これは、完全にレイル殿がキレて魔力暴走を起こしている。そのまま枯渇したらトゥ先生のお世話になるのだが、そんなこと言える状況じゃないのは分かっているので黙っておく。
触らぬ神に祟りなし。
「どうしてサラに呪いをかけたんだい?」
にーっこり笑い優しく問うてる隣の男が怖すぎる。サラ様に向けるキラキラ王子様スマイルやロシュロール殿下達を挑発するようなムカつく笑みでもない。
それを向けられてる本人は一瞬頬を赤らめたが、すぐに元の歪んだ顔に戻った。顔は良いですもんね、顔は。
「…あの子がロシュロール殿下と仲が良いからよ。」
「は?」
「殿下と結ばれるのは私なのよ!その為に馬鹿な王女に擦り寄って地位を得たのに!なのにっ!あの女が余計な事をするから、以前からあったヤシュカとの定例会は殿下が参加していらしたのに代理が来るようになるし!そのせいで会うことすら出来なくなった!黒髪の分際でふざけんじゃないわよ!」
いや、滅茶苦茶八つ当たりじゃないですか。定例会があったのも知らなければ殿下が参加していたのも初耳である。というか、馬鹿な王女って…。まぁ、こんなことに利用されてる時点でお察しな気もするが。
「そんな…ハンナ…貴女…。」
ほら、王女が物凄く落ち込んじゃってるじゃん。これは完全に彼女が白なので、このまま出して他の場所に軟禁でも良い気がする。

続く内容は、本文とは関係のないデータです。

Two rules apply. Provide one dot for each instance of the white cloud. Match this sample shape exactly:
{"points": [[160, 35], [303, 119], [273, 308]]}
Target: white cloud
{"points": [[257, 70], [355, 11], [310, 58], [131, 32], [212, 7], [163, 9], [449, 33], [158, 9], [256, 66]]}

同じ事を考えたのかレイル殿が鍵を渡してくれたので、そのまま彼女を出してやる。
「良いのですか…?」
「王女殿下が呪いに関しては関与していないのは分かっていますので。ただメドニエと決着が付くまでは然るべき場所での軟禁になりますが。」
「大丈夫です。彼女の企みに気付かずにのうのうと生活していた私への罰ですわ。」
ドレスの皺を伸ばしている王女に手を差し伸べてエスコートをする。顎を引いて隣を歩く姿は流石王族、凛としていらっしゃる。後ろでハンナさんが騒いでいるが、メドニエには黒髪の魔術師はいなかったので知らないのだろう。どれだけ彼等が力を持っているのかを。
「ハンナはどうなるのでしょうか…?」
「…。彼は、アルテナに在住している魔術師の中でも飛びぬけています。あれでも元王族ですからね、持っている魔力がそもそも私達一般人とは違うのでしょう。」
「王族?」
「……まぁ、詳細は後で。少々急ぐので。」
身体強化の魔法をかけ王女を横抱きし、ダッシュで入口をくぐる。耳元で悲鳴が上がるがそんなの気にしていられない。
だいぶ離れたのに鳥肌が立つ殺気を感じながら、巻き込まれないように急いで役所へ向かった。